La chaqueta de Tesman.
El vestuario es un desastre. Caprile ha hecho cosas estupendas con el mismo Vasco (por ejemplo, Las bizarrías de Belisa o el propio Malentendido, en el extremo opuesto de sencillez y discreción). Aquí hay alguna pieza excelente, pero ni casan entre sí ni encajan con el relato. Empecemos por lo más espectacular: Hedda. Aparece en escena pirotécnica, con las hechuras de Cayetana Guillén Cuervo, con ese vestido de la foto, veinte centímetros de tacón (no exagero) y una melena de ondas como esculpidas en su fijeza (la melena hace un curioso efecto de solidez, como si fuera de cera) y de un rubio intenso que adquiere matices de oro viejo bajo algunos efectos de iluminación. Espectacular, ya lo he dicho. Y todo muy apropiado... si la protagonista tuviera que sustituir a Mónica Naranjo en una actuación en Pachá. El aspecto no se habla con el personaje de Hedda ni con la ambientación de conjunto. Que, por cierto, no existe. Yo no fui capaz de percibir una intención común, ni visual ni de época concreta; el vestido de Hedda (también el negro que se pone después) podría encajar con la intención aparentemente Decó o Secesión o similar. El de la tía es el único que se ajustaria quizá a lo que esperaríamos de la época de escritura de la pieza. Los trajes de Brack y Lovborg no tienen connotación temporal, casi podrían ponérselos ahora. Tesman se pasea por casa ataviado con unas gafas y una chaqueta mostaza que le hacen parecer Cary Grant en una de esas comedias amables de los años cuarenta. Y el vestido de Thea... el vestido rosa de Thea es sencillamente horroroso, y le sienta como un tiro. Vale, esta pobre mujer es todo lo contrario de la elegante Hedda, y eso se habrá querido decir con este vestido. Pero en teatro la justificación no basta. Si lo que el espectador piensa en la entrada del personaje es "buf, qué vestido más horroroso", no hemos contribuido a la composición del carácter, sino a expulsar de la ficción al espectador. Algún día hablaremos más sobre esto.

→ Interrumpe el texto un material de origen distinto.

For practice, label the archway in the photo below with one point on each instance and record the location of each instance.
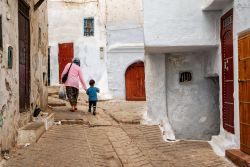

El publico no tiene por qué ser especialista en vestuario histórico. Ni yo lo soy, obviamente. En teatro, las cosas no tienen por qué ser esto o aquello, sino parecerlo. Esto no parece ninguna época concreta. La pretensión podría ser la de poner en escena un muestrario de prendas de épocas distintas (como en aquel otro contraejemplo de Las dos bandoleras), pero tampoco se lee con claridad nada de eso. Sólo se percibe un desorden que molesta a la comprensión general.

Nos faltan, en este apartado, el pianista y su moño. Hay música en directo. No está mal. Aunque su función no parece justificar la sobreexposición de un pianista puesto en la mitad del medio, vestido (en medio de un montaje de vocación evidentemente esteticista) con un trajecito como de salir del paso y peinado con uno de esos horrendos moños ahora de moda para recoger en lo alto las melenas masculinas y que les dejo adivinar cómo se integra con todo lo demás (desde la cortina hasta la melena de Cayetana, pasando por el sombrero de la tía o el bolso de Thea). Pero aún es peor, como leerán en el párrafo siguiente.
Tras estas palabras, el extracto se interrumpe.